Step 4: Run Cursor and verify
- Launch Cursor and ensure the MCP servers appear green in the MCP panel when ready. If a server shows yellow, check the command and environment variables.
Code examples:
Project-level mcp.json
{
"mcpServers": {
"sequential_thinking": {
"command": "npx",
"args": ["-y", "@modelcontextprotocol/server-sequential-thinking"]
},
"brave_search": {
"command": "npx",
"args": ["-y", "@modelcontextprotocol/server-brave-search"],
"env": {
"BRAVE_API_KEY": "[your-key]"
}
},
"puppeteer_browsing": {
"command": "npx",
"args": ["-y", "@modelcontextprotocol/server-puppeteer"]
},
"github_tools": {
"command": "npx",
"args": ["-y", "@modelcontextprotocol/server-github"]
},
"filesystem_tools": {
"command": "npx",
"args": ["-y", "@modelcontextprotocol/server-fs"]
}
}
}
Step 5: Start and test
- Open Cursor, load the project, and test each server by invoking its capabilities from the chat interface. Ensure you have any required API keys set as environment variables.
Additional notes
Tips:
- Only enable the MCP servers you need to minimize token usage and resource consumption.

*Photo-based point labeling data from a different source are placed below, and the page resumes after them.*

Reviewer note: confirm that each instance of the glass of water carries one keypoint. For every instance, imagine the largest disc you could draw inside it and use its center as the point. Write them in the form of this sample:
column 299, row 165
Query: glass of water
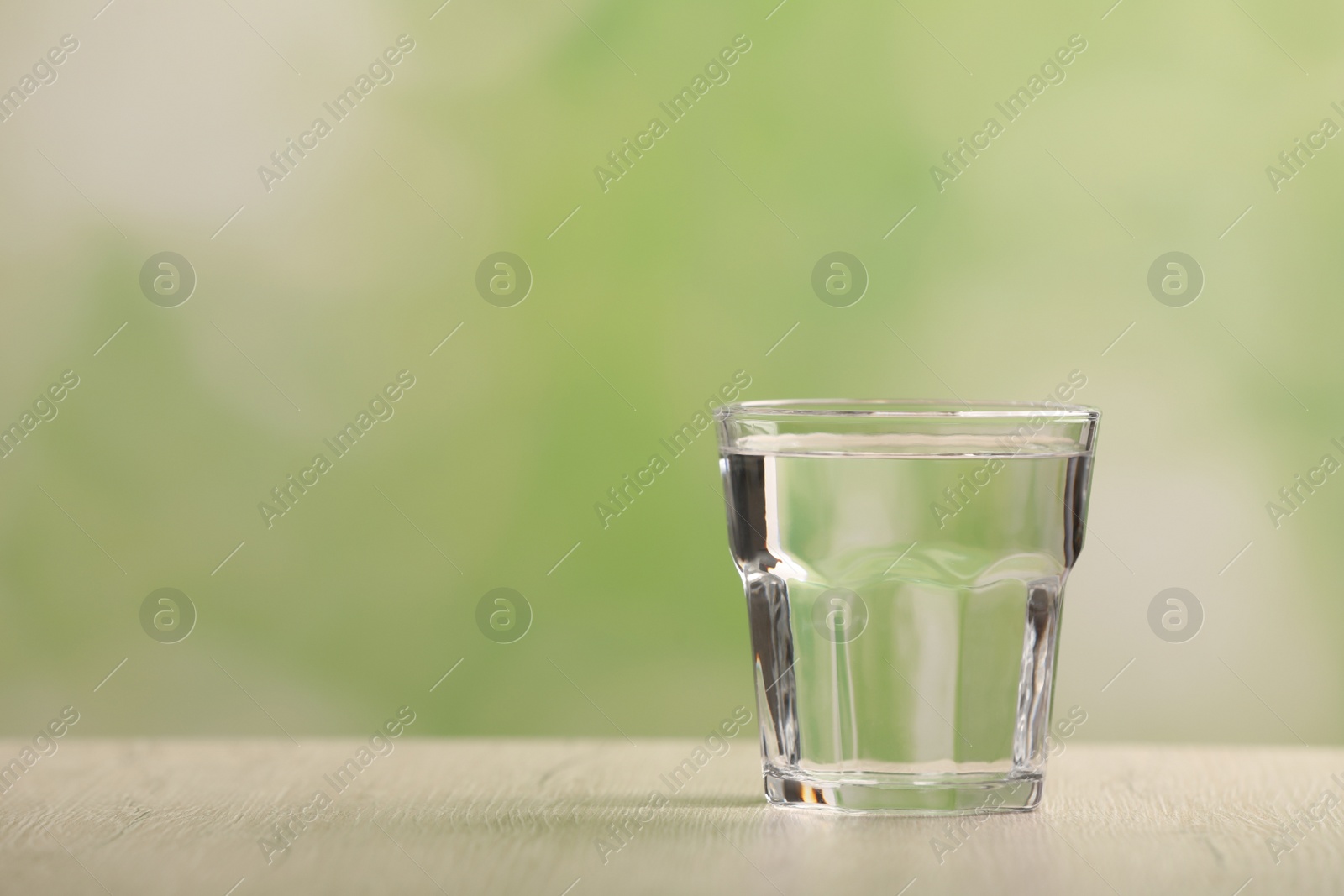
column 904, row 566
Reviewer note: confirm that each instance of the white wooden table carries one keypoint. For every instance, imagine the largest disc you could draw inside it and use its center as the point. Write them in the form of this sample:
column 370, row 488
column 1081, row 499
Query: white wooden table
column 141, row 817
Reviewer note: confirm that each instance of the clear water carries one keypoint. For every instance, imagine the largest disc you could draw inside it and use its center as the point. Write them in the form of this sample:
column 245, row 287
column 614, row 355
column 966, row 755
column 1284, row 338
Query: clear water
column 942, row 665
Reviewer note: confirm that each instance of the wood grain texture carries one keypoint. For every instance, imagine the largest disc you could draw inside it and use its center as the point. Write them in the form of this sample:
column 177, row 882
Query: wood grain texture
column 533, row 815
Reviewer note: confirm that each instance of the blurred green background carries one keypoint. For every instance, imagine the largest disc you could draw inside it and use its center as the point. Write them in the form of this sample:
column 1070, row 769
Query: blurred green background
column 645, row 300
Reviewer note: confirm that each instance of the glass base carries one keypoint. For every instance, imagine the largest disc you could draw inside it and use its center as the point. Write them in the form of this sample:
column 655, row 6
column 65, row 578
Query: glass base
column 907, row 794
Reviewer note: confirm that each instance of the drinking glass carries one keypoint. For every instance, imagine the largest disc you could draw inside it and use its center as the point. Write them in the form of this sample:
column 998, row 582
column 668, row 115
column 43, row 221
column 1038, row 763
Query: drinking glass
column 904, row 566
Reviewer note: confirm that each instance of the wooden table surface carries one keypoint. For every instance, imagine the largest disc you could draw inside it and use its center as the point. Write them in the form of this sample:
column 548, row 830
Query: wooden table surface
column 539, row 817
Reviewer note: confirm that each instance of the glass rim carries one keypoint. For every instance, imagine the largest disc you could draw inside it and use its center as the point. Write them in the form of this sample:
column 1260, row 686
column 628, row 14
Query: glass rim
column 906, row 409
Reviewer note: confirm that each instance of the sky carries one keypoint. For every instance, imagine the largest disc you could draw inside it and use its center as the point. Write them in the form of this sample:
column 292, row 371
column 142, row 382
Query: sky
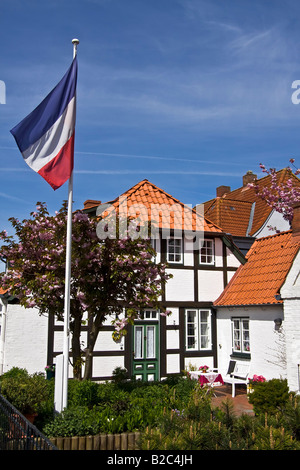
column 189, row 94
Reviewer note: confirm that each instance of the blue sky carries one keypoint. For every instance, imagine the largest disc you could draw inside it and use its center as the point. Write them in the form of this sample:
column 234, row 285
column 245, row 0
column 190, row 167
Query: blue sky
column 190, row 94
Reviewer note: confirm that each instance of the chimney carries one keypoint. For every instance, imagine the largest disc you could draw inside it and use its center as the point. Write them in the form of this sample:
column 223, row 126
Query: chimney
column 91, row 203
column 221, row 190
column 296, row 222
column 248, row 178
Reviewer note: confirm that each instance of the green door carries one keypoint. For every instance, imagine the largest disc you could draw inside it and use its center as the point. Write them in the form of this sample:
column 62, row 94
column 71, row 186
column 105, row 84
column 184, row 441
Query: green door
column 146, row 351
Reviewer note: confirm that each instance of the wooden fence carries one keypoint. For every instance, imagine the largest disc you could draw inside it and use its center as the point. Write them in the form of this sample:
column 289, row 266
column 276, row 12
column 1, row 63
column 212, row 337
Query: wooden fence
column 124, row 441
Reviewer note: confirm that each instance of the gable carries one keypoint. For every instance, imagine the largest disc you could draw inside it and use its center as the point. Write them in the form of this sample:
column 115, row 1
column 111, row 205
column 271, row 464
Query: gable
column 241, row 212
column 259, row 280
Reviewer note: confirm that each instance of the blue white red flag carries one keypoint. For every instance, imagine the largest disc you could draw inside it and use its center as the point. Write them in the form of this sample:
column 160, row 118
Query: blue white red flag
column 46, row 136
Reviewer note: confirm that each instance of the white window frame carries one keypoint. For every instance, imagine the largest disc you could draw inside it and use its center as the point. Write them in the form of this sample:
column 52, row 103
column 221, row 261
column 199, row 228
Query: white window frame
column 199, row 326
column 175, row 253
column 206, row 257
column 148, row 314
column 240, row 329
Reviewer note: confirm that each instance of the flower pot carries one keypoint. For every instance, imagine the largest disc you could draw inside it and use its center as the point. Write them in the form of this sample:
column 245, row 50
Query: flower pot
column 50, row 374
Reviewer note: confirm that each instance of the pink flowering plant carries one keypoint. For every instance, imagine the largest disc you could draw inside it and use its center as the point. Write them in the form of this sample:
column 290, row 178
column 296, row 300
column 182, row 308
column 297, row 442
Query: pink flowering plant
column 280, row 195
column 256, row 379
column 106, row 274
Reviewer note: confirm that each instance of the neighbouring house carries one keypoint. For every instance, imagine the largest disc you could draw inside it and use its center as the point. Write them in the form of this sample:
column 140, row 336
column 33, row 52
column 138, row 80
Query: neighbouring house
column 202, row 259
column 245, row 216
column 258, row 311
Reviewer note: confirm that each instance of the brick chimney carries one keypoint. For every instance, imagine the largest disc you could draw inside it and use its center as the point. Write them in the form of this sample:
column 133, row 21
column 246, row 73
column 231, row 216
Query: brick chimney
column 221, row 190
column 248, row 178
column 296, row 222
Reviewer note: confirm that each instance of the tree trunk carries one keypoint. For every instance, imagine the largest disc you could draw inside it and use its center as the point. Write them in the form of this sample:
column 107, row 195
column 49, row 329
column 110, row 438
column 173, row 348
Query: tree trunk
column 76, row 350
column 92, row 337
column 89, row 352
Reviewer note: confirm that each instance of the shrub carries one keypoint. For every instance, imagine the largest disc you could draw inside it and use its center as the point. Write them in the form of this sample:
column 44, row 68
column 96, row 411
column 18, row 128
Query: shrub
column 83, row 393
column 25, row 392
column 269, row 397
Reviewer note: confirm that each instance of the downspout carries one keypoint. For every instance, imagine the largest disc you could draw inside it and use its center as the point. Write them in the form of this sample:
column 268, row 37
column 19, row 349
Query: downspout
column 250, row 219
column 2, row 338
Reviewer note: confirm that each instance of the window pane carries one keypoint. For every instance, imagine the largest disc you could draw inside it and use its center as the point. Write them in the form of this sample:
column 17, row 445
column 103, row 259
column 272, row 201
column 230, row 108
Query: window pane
column 207, row 252
column 241, row 336
column 191, row 329
column 150, row 342
column 204, row 329
column 174, row 250
column 138, row 342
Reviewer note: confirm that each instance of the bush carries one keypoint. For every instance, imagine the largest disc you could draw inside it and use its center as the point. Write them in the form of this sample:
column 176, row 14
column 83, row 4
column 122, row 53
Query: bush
column 25, row 392
column 83, row 393
column 269, row 397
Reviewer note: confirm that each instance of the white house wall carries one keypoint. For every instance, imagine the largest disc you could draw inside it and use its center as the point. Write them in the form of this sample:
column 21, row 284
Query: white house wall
column 267, row 343
column 210, row 283
column 181, row 286
column 25, row 340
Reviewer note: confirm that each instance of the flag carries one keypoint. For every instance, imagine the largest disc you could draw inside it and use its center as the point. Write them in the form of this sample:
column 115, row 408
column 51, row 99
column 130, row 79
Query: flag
column 46, row 136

- For sensitive keys (e.g., Brave API keys), prefer environment variables over hardcoding in scripts.
- If a project-level mcp.json doesn’t load on Windows 0.46 due to known issues, fall back to the global mcp.json or use the Cursor settings UI to add servers manually.
- Ensure Node.js version is at least v18; use nvm (or similar) to switch versions if needed.
- When testing browsers (Puppeteer) or websites, consider permission prompts and firewall rules that may block automated access.